Online Program

Return to main conference page
Friday, May 31
Machine Learning
The Cutting Edge in Statistical Machine Learning
Fri, May 31, 1:30 PM - 3:05 PM
Regency Ballroom AB
 

A Continuous-Time View of Early Stopping in Least Squares Regression (305009)

Alnur Ali, Carnegie Mellon University 
Zico Kolter, Carnegie Mellon University 
*Ryan Tibshirani, Carnegie Mellon University 

Keywords: gradient flow, ridge regression, early stopping, implicit regularization, random matrix theory

We study the statistical properties of the iterates generated by gradient descent, applied to the fundamental problem of least squares regression. We take a continuous-time view, i.e., consider infinitesimal step sizes in gradient descent, in which case the iterates form a trajectory called gradient flow. In a random matrix theory setup, which allows the number of samples n and features p to diverge in such a way that p/n converges to a positive constant, we derive and analyze an asymptotic risk expression for gradient flow.
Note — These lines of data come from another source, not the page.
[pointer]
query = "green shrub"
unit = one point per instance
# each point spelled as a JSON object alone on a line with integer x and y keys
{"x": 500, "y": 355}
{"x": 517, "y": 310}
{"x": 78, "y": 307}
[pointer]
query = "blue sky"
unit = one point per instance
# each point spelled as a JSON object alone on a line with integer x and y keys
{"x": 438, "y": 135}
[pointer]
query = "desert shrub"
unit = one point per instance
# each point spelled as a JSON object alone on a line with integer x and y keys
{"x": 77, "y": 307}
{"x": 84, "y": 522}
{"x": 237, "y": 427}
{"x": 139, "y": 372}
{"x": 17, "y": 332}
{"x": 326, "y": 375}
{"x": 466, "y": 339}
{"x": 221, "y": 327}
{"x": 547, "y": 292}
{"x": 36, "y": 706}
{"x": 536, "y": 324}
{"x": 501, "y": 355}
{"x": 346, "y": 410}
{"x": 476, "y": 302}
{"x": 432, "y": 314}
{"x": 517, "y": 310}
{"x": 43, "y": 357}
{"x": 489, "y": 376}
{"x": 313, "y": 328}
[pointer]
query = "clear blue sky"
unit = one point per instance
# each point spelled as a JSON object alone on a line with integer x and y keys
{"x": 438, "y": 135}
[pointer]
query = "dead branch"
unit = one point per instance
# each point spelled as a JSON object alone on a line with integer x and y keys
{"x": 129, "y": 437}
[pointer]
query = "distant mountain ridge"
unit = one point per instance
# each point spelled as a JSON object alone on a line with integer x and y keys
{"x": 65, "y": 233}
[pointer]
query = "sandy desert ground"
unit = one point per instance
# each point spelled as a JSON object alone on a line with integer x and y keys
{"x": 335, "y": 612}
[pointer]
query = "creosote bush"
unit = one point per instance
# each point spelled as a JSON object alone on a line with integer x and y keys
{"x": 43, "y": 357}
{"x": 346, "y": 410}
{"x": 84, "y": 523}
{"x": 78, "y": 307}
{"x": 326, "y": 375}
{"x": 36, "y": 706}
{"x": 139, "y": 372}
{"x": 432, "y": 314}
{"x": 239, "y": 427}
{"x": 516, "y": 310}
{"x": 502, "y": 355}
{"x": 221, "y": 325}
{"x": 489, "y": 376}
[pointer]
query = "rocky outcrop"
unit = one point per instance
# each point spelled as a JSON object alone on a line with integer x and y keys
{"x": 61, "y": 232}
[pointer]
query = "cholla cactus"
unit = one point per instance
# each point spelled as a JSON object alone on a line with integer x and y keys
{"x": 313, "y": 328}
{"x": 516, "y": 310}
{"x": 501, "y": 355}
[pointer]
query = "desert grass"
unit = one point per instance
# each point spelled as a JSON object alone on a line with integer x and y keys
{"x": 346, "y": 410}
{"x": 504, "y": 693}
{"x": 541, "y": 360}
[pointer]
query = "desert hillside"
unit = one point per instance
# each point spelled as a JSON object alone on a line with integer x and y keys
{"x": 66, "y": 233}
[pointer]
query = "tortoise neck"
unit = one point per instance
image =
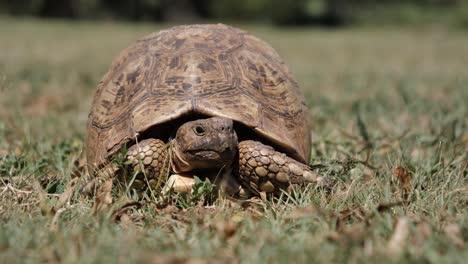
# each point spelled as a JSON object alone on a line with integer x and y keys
{"x": 179, "y": 165}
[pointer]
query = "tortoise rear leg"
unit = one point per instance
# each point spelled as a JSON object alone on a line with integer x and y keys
{"x": 263, "y": 169}
{"x": 151, "y": 158}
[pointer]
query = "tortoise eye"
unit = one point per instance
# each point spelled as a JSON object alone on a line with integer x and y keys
{"x": 199, "y": 131}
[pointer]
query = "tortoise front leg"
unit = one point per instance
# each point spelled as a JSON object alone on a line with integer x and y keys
{"x": 151, "y": 158}
{"x": 264, "y": 169}
{"x": 150, "y": 155}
In particular, we compare the asymptotic risk profile of gradient flow to that of ridge regression. When the feature covariance is spherical, we show that the optimal asymptotic gradient flow risk is between 1 and 1.25 times the optimal asymptotic ridge risk. Further, we derive a calibration between the two risk curves under which the asymptotic gradient flow risk no more than 2.25 times the asymptotic ridge risk, at all points along the path. Lastly, we present numerical experiments that show ridge and gradient flow to be extremely tightly coupled, even more so than the theory predicts.